Tuesday, June 13, 2006

Storm Aftermath

  • This photo was taken just north of us, and I am grateful that our property didn't sustain as much damage as these folks did. They're literally up to their waists in water damage! Reports came in from up and down the Gulf Coast of Florida about how many millions of dollars this storm, that wobbled back and forth between a tropical storm and the season's first hurricane, cost. Personally, it only cost us a full day of clean up around our yard and off our roof. Praise God!

    There are many variables that affect how much damage you sustain during a storm or natural disaster. The severity, how much warning you had, your ability to prepare, and the unexpected all contribute to how much loss you experience. But after the storm, how well you recover also hinges on a few things. How much personal devastation did you experience? Do you have a support system to rely on while you recover? Do you have the right insurance coverage? Do you have a safe place to stay? Even those of us who believe we have what we need to survive can be caught by surprise by a storm so big that no preparation could prevent the inevitable devastation.

    The storms that come in our lives also have the potential to devastate us. Some may only require sweeping up pine needles off of the driveway, while others may force us to relocate and hopefully rebuild. The following list is good advice, no matter what kind of storm you survive:

  • Clean up debris - Seek forgiveness if you've injured someone; offer forgiveness if you're the injured party; don't wait or this debris can cause further damage.
  • Inspect for hidden damage - Ask God to search your heart for hidden sin; check the other areas of your life to find out how wide spread the damage is.
  • Seek help - Friends and family can help, but seek out experts in this area for additional advice, resources and support.
  • Remain in a safe area - Either stay in a shelter, or with friends or family who love you unconditionally; just don't sleep out in the elements. It's not safe.
  • Contact your insurance company - Stay in close contact with God and godly people. Their wisdom and protection are invaluable.
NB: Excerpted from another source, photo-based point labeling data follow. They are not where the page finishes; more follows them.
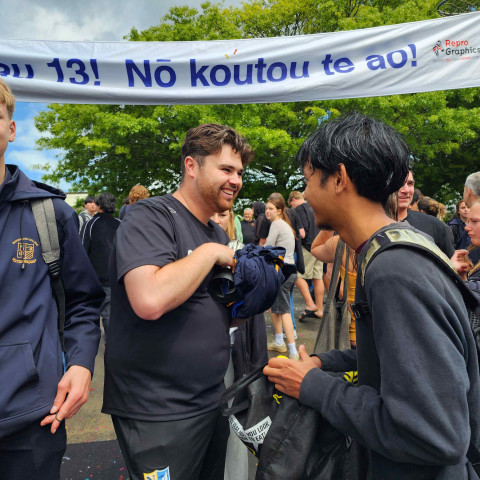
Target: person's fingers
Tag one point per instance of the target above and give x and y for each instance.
(302, 351)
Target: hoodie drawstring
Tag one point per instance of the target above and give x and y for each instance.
(24, 203)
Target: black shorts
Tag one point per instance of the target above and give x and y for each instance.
(191, 449)
(33, 452)
(282, 302)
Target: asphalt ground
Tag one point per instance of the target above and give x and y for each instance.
(92, 449)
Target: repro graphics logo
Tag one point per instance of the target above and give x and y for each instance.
(452, 50)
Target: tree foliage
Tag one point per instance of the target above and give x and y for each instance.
(112, 147)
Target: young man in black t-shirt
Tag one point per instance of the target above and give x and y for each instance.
(168, 347)
(439, 231)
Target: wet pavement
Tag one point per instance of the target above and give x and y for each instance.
(92, 450)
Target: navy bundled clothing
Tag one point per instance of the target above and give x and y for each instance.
(30, 351)
(417, 406)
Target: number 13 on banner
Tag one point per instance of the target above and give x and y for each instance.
(78, 68)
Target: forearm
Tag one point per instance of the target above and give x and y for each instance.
(324, 246)
(154, 291)
(339, 360)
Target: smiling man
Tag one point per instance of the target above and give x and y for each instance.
(168, 345)
(440, 232)
(417, 404)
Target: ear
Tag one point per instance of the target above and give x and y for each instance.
(191, 167)
(341, 178)
(13, 131)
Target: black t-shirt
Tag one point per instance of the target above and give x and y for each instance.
(171, 368)
(439, 231)
(248, 231)
(262, 227)
(305, 212)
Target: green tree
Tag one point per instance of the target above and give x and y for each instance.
(107, 147)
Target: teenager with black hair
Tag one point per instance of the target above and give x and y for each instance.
(417, 405)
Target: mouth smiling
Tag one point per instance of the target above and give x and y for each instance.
(229, 192)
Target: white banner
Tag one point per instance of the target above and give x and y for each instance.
(422, 56)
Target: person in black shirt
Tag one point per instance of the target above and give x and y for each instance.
(97, 238)
(168, 346)
(439, 231)
(262, 224)
(248, 226)
(313, 267)
(411, 321)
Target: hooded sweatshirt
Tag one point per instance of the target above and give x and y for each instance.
(30, 351)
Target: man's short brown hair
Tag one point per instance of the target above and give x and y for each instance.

And remember that Christ already paid for your policy in full.
  • Repair, replenish, rebuild, reopen - This is the longest and often most difficult part of restoration. You'll need to repair damage, replenish your supplies, rebuild what you've lost, and then finally reopen to a waiting world. Take your time. Don't rush it or you risk shoddy workmanship.

This recent storm barely touched me, but I've been through much worse. And knowing Mother Nature, I can predict that I will face many more storms before my time on this earth is done. God is like good insurance - He doesn't prevent the storms, but He's there to fulfill His promise to pay out whatever I need to be restored. He's there, "like a good neighbor," before, during and after the storm.

The storms of our lives are much like floods. If you think you can avoid them, outrun them, or hide from them, consider this from FEMA.

Warning: Everyone’s at risk: National Flood Insurance Program

And when you think you're the only one who has weathered this kind of storm, remember this:

"No temptation has seized you except what is common to man. And God is faithful; he will not let you be tempted beyond what you can bear. But when you are tempted, he will also provide a way out so that you can stand up under it."

1 Corinthians 10:13

Have you ever found yourself in the middle of a whirlwind? If so, did you know that God was in it with you? How?